Hennessy stood with his hands on his hips as he watched two of his men spray the burning tractor with fire extinguishers, the foam hissing and bubbling on the hot metal. Joe Ryan had run a hosepipe from the stables and he yelled over his shoulder for his daughter to turn the water on. The hosepipe squirmed and kicked and then water burst from the nozzle and he played it over the walls of the barn.
The rest of the men were busy moving e
quipment away from the fire, either to the far side of the barn or out into the courtyard. Kavanagh stood at Hennessy’s shoulder. In the distance Hennessy heard Jackie bark. ‘Still think I’ve got enough guards, Jim?’ he asked. Kavanagh remained silent, not sure if Hennessy was getting at him or not. ‘Any idea what caused it?’ Hennessy asked.

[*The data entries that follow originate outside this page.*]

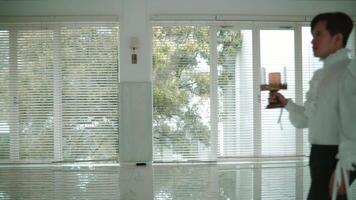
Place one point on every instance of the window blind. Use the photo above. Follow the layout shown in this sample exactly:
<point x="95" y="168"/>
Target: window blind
<point x="234" y="68"/>
<point x="278" y="55"/>
<point x="59" y="82"/>
<point x="235" y="93"/>
<point x="181" y="112"/>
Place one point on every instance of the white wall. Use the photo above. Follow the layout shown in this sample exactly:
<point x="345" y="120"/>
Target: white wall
<point x="134" y="18"/>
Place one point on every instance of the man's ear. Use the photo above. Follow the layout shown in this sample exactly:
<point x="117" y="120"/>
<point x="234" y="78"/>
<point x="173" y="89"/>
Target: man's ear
<point x="339" y="39"/>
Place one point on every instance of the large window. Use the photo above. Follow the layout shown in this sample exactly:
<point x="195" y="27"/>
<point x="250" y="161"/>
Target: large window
<point x="59" y="91"/>
<point x="207" y="99"/>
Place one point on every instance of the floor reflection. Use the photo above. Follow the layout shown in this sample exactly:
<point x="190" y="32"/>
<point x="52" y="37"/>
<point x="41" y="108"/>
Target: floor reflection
<point x="157" y="182"/>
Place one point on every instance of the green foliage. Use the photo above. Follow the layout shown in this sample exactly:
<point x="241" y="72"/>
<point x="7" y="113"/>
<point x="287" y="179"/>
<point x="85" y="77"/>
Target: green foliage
<point x="181" y="87"/>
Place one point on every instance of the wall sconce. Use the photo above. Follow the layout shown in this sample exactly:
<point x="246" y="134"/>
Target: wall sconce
<point x="134" y="44"/>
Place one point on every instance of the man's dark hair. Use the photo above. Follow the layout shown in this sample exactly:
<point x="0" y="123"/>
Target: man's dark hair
<point x="336" y="22"/>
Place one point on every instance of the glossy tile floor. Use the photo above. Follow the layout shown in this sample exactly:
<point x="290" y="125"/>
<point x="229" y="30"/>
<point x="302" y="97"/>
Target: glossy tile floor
<point x="223" y="181"/>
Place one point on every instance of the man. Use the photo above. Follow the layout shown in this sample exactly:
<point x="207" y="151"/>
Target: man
<point x="329" y="111"/>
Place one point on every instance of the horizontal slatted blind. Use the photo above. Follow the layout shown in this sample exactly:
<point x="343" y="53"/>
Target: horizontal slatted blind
<point x="235" y="93"/>
<point x="90" y="91"/>
<point x="59" y="87"/>
<point x="34" y="92"/>
<point x="5" y="95"/>
<point x="277" y="55"/>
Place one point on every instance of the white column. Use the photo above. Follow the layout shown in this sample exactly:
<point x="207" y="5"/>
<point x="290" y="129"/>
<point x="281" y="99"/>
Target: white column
<point x="135" y="140"/>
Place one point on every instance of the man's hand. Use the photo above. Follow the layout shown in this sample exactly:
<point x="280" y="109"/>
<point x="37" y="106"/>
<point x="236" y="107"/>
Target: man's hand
<point x="342" y="189"/>
<point x="277" y="97"/>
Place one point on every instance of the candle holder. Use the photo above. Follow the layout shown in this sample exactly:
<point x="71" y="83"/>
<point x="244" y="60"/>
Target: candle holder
<point x="271" y="89"/>
<point x="274" y="85"/>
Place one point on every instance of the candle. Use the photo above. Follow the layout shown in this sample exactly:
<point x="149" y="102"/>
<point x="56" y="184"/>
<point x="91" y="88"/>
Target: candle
<point x="263" y="75"/>
<point x="284" y="78"/>
<point x="274" y="78"/>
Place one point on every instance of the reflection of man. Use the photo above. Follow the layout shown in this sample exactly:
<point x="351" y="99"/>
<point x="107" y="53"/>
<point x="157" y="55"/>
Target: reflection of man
<point x="330" y="108"/>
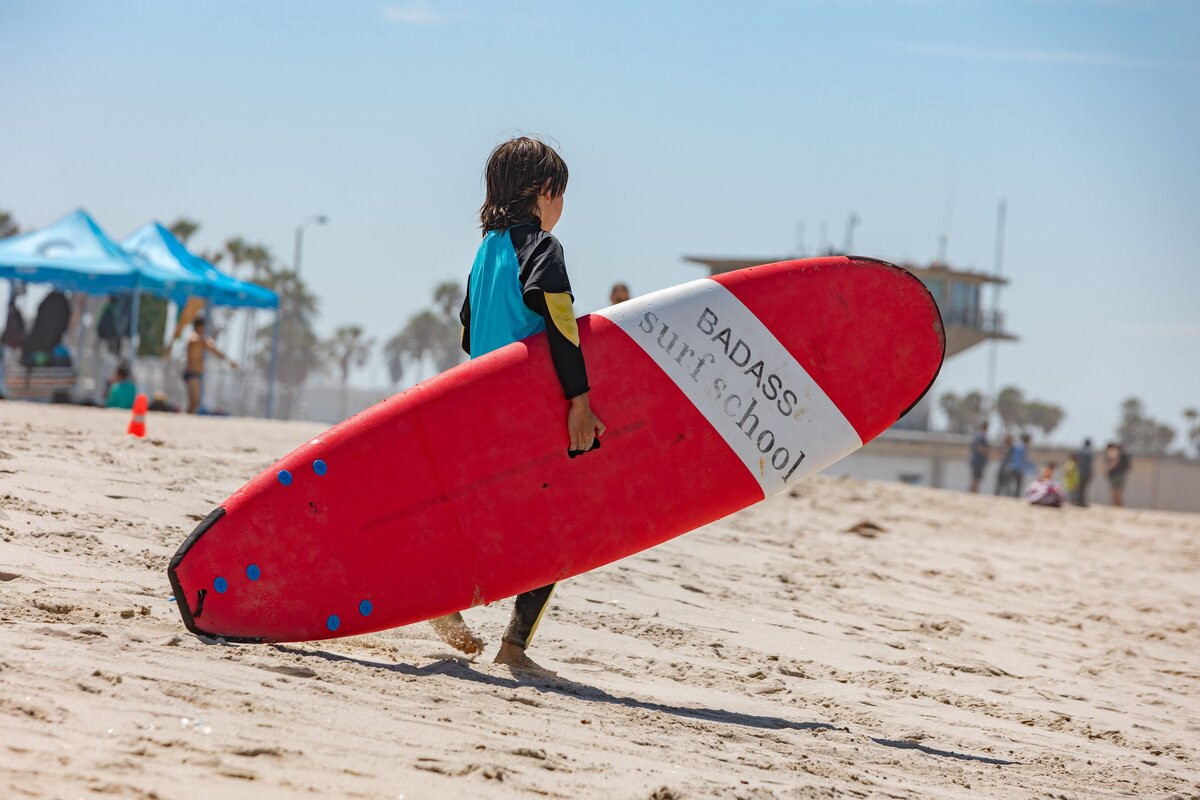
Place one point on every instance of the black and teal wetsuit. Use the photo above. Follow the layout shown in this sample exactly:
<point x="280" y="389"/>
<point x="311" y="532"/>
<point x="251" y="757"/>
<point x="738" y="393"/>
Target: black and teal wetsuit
<point x="519" y="287"/>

‘There’s a can under the tractor and some melted plastic. It’s The Chinaman, right enough. We were lucky that the can didn’t explode, it could’ve been a lot worse. By the look of it the flames came shooting out of the top of the can like a jet engine, spraying fire across the wall and setting light to the tractor’s tyres. It’s a lot worse than it looks.’
‘He cocked it up?’
‘Looks like it.’
‘Thank God he didn’t set fire to the other barn. If the hay had gone up we’d have never got it under control.’
The men with the fire extinguishers put out the burning tractor and moved to help Ryan douse the burning side of the barn. The tractor’s tyres had melted and warped and the tractor was blackened and burnt and smeared with bubbly white foam. The smell of burnt rubber was choking and Hennessy and Kavanagh moved back into the courtyard. Hennessy looked up at his bedroom window. Jackie had stopped barking. ‘Still think we should go back to Belfast?’ asked Hennessy.
‘No question about it, Liam.’
‘And if he sets fire to my house? Could you stop him doing that?’
Kavanagh realised that whatever he said he’d be in the wrong, so he said nothing. They stood together and watched the men douse the final flames.
‘Morrison should be back tomorrow,’ said Hennessy eventually. ‘He’s bringing someone with him who might be able to help. Kerry Geraghty.’